# Loading a Dataset from different file types

## Abstract

This notebook was created to show the difference of loading a dataset from different data file formats.<br>
This dataset contains data about stroke to people with various vital checks. It was downloaded from Kaggle: https://www.kaggle.com/datasets/lirilkumaramal/heart-stroke/download. The dataset has 43,400 rows and 12 variables that, stored in a csv file, weigh 2.6Mb.<br>
During this notebook you could experiment loading and writing times into different data saving formats: csv (text), xlsx (excel) and pkl (binary) and also, we load data from a SQLite Database.

### Libraries

In [1]:
import pandas as pd
import datetime as datetime
import pickle
import sqlite3

## 1. Loading from a CSV (text) file

In [2]:
# Loading time from a CSV file
init0=datetime.datetime.now()
df=pd.read_csv('datasets/train_strokes.csv')
end0=datetime.datetime.now()
delta0=end0-init0
print('Loading time of a Pandas Dataframe from a text CSV file: ',delta0)

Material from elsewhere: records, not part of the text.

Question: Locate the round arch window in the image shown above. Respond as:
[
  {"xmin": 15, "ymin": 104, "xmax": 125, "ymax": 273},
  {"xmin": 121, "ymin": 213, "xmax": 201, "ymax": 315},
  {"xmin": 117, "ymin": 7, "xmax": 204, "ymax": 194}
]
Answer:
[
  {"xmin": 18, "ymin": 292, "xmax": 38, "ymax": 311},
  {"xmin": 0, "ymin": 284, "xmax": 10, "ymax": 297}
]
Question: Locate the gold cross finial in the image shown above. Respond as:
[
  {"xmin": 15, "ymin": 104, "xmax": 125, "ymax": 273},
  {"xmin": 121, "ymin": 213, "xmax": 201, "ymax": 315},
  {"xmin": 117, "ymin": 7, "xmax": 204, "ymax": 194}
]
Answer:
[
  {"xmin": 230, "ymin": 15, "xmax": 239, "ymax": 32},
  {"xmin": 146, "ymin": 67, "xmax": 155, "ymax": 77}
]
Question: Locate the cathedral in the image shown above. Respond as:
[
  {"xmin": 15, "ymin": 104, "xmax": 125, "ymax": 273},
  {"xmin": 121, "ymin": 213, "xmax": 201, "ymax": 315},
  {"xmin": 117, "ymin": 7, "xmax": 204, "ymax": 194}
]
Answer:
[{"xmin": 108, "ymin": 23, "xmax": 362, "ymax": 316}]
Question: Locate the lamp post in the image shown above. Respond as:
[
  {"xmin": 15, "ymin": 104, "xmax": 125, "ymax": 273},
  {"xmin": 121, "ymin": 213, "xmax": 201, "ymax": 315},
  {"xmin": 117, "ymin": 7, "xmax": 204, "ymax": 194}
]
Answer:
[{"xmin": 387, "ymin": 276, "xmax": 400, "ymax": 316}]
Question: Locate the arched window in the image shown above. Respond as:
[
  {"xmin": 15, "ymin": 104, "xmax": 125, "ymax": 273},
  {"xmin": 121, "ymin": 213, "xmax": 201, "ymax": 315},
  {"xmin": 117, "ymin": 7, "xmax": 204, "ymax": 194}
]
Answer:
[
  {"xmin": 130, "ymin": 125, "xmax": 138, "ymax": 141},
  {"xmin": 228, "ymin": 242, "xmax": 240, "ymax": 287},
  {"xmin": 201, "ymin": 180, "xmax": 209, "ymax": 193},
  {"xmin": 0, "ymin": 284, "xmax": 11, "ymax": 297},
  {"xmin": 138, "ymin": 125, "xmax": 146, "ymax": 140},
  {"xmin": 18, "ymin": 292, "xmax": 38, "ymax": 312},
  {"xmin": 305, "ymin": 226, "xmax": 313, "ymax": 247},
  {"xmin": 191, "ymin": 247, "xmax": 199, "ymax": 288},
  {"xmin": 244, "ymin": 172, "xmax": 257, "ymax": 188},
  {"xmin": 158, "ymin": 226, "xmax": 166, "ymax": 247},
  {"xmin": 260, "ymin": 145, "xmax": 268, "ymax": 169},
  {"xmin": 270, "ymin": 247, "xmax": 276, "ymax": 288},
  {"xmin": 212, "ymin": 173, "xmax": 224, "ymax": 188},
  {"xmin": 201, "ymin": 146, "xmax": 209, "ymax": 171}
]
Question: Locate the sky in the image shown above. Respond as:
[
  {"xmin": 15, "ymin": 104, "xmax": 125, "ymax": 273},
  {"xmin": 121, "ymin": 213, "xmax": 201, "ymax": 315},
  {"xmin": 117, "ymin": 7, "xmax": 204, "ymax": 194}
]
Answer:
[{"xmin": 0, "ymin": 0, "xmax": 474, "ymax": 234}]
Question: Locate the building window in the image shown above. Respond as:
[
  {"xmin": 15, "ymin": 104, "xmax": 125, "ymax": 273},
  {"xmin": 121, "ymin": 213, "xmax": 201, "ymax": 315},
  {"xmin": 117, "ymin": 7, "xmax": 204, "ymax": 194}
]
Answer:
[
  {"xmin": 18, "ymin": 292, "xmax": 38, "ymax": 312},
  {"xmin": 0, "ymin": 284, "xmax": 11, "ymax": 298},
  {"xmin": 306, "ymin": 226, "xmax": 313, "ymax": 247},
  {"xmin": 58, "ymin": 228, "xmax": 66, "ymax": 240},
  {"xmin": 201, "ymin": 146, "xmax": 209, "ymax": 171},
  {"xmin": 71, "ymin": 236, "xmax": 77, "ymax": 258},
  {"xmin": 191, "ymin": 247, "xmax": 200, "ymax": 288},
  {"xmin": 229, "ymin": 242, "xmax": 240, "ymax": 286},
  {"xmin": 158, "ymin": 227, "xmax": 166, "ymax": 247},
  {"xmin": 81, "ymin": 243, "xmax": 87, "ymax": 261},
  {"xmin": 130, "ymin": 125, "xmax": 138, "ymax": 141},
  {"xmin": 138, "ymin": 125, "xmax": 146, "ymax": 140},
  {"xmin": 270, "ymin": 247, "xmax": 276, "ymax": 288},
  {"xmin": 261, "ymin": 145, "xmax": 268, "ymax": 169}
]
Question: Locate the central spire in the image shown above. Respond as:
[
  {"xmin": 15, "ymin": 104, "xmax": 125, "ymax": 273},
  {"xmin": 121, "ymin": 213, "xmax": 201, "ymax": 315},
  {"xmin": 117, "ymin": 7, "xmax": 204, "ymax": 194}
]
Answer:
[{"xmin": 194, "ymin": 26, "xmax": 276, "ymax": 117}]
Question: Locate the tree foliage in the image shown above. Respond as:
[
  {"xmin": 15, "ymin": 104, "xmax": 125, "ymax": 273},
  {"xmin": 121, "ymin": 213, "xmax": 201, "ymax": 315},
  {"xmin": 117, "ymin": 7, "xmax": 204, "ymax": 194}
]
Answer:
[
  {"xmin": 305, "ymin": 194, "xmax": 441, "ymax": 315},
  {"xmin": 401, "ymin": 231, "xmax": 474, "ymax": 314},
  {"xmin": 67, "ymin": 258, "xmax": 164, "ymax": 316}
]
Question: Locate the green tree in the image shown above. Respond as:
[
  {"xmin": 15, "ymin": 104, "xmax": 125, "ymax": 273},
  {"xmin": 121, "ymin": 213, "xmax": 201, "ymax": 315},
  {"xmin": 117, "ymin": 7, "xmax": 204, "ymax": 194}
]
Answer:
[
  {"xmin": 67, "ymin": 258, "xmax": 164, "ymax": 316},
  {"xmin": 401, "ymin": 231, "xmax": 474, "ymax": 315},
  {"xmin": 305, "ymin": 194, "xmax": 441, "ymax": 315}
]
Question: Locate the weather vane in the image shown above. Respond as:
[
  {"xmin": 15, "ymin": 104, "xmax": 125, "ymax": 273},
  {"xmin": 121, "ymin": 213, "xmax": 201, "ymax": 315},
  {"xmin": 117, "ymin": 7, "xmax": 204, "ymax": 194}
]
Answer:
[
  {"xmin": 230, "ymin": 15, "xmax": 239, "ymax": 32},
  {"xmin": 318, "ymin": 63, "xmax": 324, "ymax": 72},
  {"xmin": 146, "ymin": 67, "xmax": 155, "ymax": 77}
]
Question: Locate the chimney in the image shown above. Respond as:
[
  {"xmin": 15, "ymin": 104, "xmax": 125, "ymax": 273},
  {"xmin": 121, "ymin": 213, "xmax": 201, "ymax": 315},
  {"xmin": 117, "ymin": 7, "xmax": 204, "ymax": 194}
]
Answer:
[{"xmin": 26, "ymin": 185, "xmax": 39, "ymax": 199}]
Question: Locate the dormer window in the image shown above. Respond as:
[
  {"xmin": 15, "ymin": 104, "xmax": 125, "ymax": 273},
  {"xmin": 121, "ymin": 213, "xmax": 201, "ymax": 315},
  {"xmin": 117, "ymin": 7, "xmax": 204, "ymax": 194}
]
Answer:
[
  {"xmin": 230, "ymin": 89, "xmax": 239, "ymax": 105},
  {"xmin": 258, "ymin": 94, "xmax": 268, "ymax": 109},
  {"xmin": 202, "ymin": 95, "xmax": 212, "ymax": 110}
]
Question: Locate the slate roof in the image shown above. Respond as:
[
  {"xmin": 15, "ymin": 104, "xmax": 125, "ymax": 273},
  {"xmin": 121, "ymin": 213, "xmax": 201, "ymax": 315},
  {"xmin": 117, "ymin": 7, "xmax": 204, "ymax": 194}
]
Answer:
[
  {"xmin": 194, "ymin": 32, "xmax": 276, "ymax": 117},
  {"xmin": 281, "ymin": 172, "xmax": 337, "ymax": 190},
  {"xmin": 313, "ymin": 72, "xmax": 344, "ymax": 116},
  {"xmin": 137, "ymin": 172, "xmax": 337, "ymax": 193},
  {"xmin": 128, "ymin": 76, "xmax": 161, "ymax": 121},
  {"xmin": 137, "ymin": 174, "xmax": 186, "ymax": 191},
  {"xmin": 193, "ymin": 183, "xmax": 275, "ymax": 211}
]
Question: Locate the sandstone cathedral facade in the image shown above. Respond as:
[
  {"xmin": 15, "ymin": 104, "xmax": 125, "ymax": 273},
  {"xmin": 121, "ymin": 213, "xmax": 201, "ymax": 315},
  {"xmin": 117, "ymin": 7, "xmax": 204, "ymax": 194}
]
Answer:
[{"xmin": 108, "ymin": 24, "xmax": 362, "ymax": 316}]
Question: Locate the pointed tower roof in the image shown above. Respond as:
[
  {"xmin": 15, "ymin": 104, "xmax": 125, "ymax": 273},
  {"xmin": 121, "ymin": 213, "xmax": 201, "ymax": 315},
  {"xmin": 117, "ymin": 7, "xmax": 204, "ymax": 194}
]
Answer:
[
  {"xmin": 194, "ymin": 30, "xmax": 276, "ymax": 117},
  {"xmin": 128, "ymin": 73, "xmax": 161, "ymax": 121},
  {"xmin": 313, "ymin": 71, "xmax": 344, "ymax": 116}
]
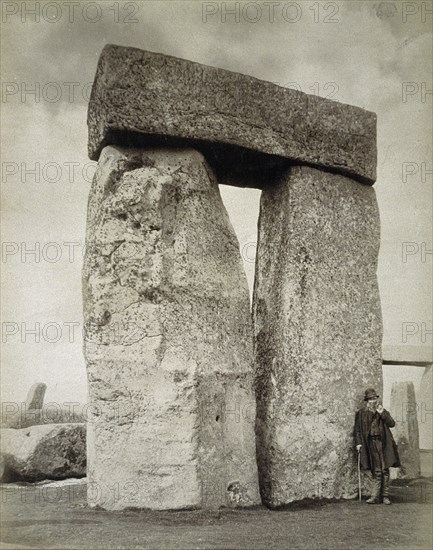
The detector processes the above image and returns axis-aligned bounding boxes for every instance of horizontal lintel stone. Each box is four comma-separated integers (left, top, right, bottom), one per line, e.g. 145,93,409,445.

88,45,377,187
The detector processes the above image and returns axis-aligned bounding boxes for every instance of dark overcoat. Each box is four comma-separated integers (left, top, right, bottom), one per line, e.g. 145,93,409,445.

355,408,400,470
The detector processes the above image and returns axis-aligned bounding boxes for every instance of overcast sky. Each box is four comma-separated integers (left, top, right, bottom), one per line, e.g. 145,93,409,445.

1,0,432,401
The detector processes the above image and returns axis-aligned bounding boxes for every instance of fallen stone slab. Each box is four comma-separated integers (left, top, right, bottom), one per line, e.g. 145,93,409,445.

83,147,260,510
253,166,382,507
0,424,86,482
390,381,421,479
88,45,376,187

Loading time of a Pandas Dataframe from a text CSV file:  0:00:00.133967


### Storing dataset into Excel and binary format

In [3]:
df.to_pickle('datasets/train_strokes.pkl')
df.to_excel('datasets/train_strokes.xls')

  df.to_excel('datasets/train_strokes.xls')


## 2. Loading dataset from a Database

In [12]:
# Loading time from a DataBase
init=datetime.datetime.now()
# Crear el cursor y la conexión
nombreDB='datasets/train_strokes.db'
conexion = sqlite3.connect(nombreDB)
cursor = conexion.cursor()
# SELECT
sentence="SELECT * FROM strokes"
df2 = pd.read_sql_query(sentence, conexion)
end=datetime.datetime.now()
delta=end-init
print('Loading time of a Pandas Dataframe from a DataBase: ',delta)

Loading time of a Pandas Dataframe from a DataBase:  0:00:00.460661


## 3. Loading dataset from binary file

In [13]:
# Loading time from a PKL file
init1=datetime.datetime.now()
df=pd.read_pickle('datasets/train_strokes.pkl')
end1=datetime.datetime.now()
delta1=end1-init1
print('Loading time of a Pandas Dataframe from a binary PKL file: ',delta1)

Loading time of a Pandas Dataframe from a binary PKL file:  0:00:00.018615


## 4. Loading dataset from an Excel file

In [14]:
# Loading time from a XLS file
init2=datetime.datetime.now()
df=pd.read_excel('datasets/train_strokes.xls')
end2=datetime.datetime.now()
delta2=end2-init2
print('Loading time of a Pandas Dataframe from an Excel XLS file: ',delta2)

Loading time of a Pandas Dataframe from an Excel XLS file:  0:00:05.239574


## 5. Results Obtained

In [15]:
print('Binary PKL File: ',delta1)
print('From a Database: ',delta)
print('Text CSV File:   ',delta0)
print('Excel XLS File:  ',delta2)

Binary PKL File:  0:00:00.018615
From a Database:  0:00:00.460661
Text CSV File:    0:00:00.133967
Excel XLS File:   0:00:05.239574


## 6. Conclusions

The fastest way to load a dataset is from a binary format file (PKL). The disadvantage is that such file can't be browsed or edited. To load a dataset from a text file as CSV takes near than 6 times more time than from a binary file, but these files are very flexible. The slowest way to load a dataset is finally to load it from an Excel file (XLS). It takes more than 200 times compared with binary files and near than 30 times compared with text files. It is interesting too that the load of data from pkl and from csv files is faster than to load from a Database.